Processing and Data Visualization with Jer Thorp

NY Times mentions of "olympics" and "election", 1981-2011

Remember that awesome Twitter visualization of airplane flights that floated around about two years ago called Just Landed? How about Good Morning, the visualization of people tweeting the words “good morning” over a 24-hour period? What they have in common is that they were created by artist Jer Thorp, who is currently Data Artist in Residence at New York Times and a visiting professor at NYU’s ITP program. I’ve been following Jer’s work for some time, so I was very excited to see recently that he was offering workshops in Processing (a data visualization tool that I use and have mentioned in previous posts). I’ve used Processing for a few dataviz projects at work, and I’d really like to do a lot more. Foursquare has an amazing dataset, and I feel like I’m wasting an opportunity if I’m not always trying out new ways of exploring that data through visualization.

Anyway, Jer Thorp is one of the most respected names in data visualization, so I jumped on the chance to take his workshop on Processing and Data Visualization. The workshop was held at Jer’s apartment in DUMBO (with an incredible view of the Brooklyn Bridge). There were about 7 of us, which was a good size group to allow for personal instruction. Jer makes a great teacher. His focus in the workshop (and as far as I can tell, in his work) is on exploration through visualization. In other words, rather than deciding on a particular end result you want, starting instead from the data and iterating gradually on your visualization until interesting insights begin to emerge. One obvious advantage to this approach is that it’s less likely to encourage bias or [wikipop]cherry-picking[/wikipop]). The other advantage is that it allows for a sort of “rough-draft” approach to the process of creating the final visualization. There can be a lot of complex factors, algorithms, and data-massaging involved in the process, so it’s ideal to take one small step at a time, rather than trying to do the whole thing in one go.

This working method also translates well to instruction. The workshop consisted of 4 tutorial projects in Processing, starting with a fairly simple visualization of time-series data to a more complex project involving data pulled from the New York Times API. The same principles applied in the lesson — gradually building on an idea, adding more variables, and furthering the exploration of the dataset. In our first project, we were given a generic series of data points which we graphed and then gradually modified with the goal of figuring out what the data actually was. Click on the image at left to see the graph. Bonus points if you can figure out what it is (we did come up with the answer, with what I think was only minimal nudging from Jer).

The second project involved working with data from the excellent We Feel Fine project.

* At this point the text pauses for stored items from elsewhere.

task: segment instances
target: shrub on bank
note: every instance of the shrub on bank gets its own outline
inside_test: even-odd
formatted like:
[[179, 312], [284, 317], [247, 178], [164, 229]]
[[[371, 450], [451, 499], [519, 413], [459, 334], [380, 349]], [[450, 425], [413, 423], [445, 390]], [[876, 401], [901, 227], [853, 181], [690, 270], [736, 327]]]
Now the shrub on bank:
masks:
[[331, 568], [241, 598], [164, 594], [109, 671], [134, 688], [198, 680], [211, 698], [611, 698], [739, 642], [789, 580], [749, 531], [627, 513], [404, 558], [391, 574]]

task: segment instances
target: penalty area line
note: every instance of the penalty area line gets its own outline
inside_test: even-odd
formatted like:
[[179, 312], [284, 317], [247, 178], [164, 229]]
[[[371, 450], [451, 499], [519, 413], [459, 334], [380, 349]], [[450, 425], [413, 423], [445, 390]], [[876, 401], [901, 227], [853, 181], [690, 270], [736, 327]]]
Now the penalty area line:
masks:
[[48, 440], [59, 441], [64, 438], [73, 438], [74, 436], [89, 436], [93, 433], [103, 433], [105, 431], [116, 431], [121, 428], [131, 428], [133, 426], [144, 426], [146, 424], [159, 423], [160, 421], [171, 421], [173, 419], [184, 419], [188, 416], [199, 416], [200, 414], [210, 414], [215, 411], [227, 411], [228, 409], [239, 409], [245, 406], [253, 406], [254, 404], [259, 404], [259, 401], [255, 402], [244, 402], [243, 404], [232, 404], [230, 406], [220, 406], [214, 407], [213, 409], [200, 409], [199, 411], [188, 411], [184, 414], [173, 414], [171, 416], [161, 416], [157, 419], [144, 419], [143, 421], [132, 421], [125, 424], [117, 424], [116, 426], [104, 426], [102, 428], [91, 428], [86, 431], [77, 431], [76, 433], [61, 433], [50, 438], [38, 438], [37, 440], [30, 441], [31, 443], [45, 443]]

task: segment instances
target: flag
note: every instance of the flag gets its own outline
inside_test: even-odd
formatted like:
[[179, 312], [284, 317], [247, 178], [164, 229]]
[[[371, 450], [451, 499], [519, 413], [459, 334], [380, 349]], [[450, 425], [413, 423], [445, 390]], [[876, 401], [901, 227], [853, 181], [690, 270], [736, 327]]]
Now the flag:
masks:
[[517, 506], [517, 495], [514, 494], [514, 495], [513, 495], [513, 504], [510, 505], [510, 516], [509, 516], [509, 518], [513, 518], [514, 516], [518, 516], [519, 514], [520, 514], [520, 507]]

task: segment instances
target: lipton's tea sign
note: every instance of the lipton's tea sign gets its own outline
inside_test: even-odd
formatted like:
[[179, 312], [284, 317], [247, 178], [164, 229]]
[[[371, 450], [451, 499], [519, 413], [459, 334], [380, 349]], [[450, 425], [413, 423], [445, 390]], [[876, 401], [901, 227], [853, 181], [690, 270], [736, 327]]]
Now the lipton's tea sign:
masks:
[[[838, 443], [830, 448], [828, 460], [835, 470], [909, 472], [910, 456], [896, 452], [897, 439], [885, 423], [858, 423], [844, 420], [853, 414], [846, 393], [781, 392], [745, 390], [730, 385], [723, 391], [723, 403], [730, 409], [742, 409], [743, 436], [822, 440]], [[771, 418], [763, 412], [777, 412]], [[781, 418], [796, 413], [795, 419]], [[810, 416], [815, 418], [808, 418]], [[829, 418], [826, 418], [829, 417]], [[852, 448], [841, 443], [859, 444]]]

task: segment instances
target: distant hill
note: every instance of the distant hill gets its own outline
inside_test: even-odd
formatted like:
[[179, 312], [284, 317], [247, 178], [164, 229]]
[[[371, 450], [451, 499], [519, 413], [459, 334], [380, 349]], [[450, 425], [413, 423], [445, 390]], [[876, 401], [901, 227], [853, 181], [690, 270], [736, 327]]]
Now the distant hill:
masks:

Check it out if you’re not familiar, but the basic idea is to harvest “feeling data” from blog entries across the internet and displaying it in creative ways. They also offer an API by which anyone can access this data and slice and dice it however they want. Even by implementing some very basic displays and controls, we were able to come up with some pretty interesting insights into the information we pulled. I particularly liked the approach we took to displaying this data (borrowing heavily from how it’s used on the We Feel Fine site). The atomic unit of data is a “feeling”, i.e. a sentiment-based word pulled from a blog. We represented these units with colored dots, which we just moved around in various arrangements to show different combinations and analyses of the data. I like this method so much, I did a project with it this weekend based on data from the foursquare API, which I will post here soon (still putting the final polish on).

The final projects were also based on live data from an API, this time from the New York Times. The NYT offers a very rich dataset — all of their articles from the past 30 years are meticulously tagged with a variety of metadata — and there are lots of interesting ways of slicing it. At the top of this post is a radial bar chart showing two time-series sets: mentions in NYT articles of the words “election” and “olympics”. This is just scratching the surface of the data available; you can also pivot on a particular tag or “facet” to explore related terms. It’s a very powerful tool for exploring the zeitgeist of the last three decades.

This workshop did for me exactly what tutorial learning should do: I developed a better understanding of various Processing methods and design patterns through the use of examples, and I was inspired to remix and expand on those examples in my own work. It’s pretty rare in these post-collegiate days that I get the chance to sit down with someone who’s an expert in a field I’m interested in and have them walk me through their approach and process so that I can understand it. If you’re at all interested in learning about Processing and data visualization, I highly recommend you give one of Jer’s workshops a try.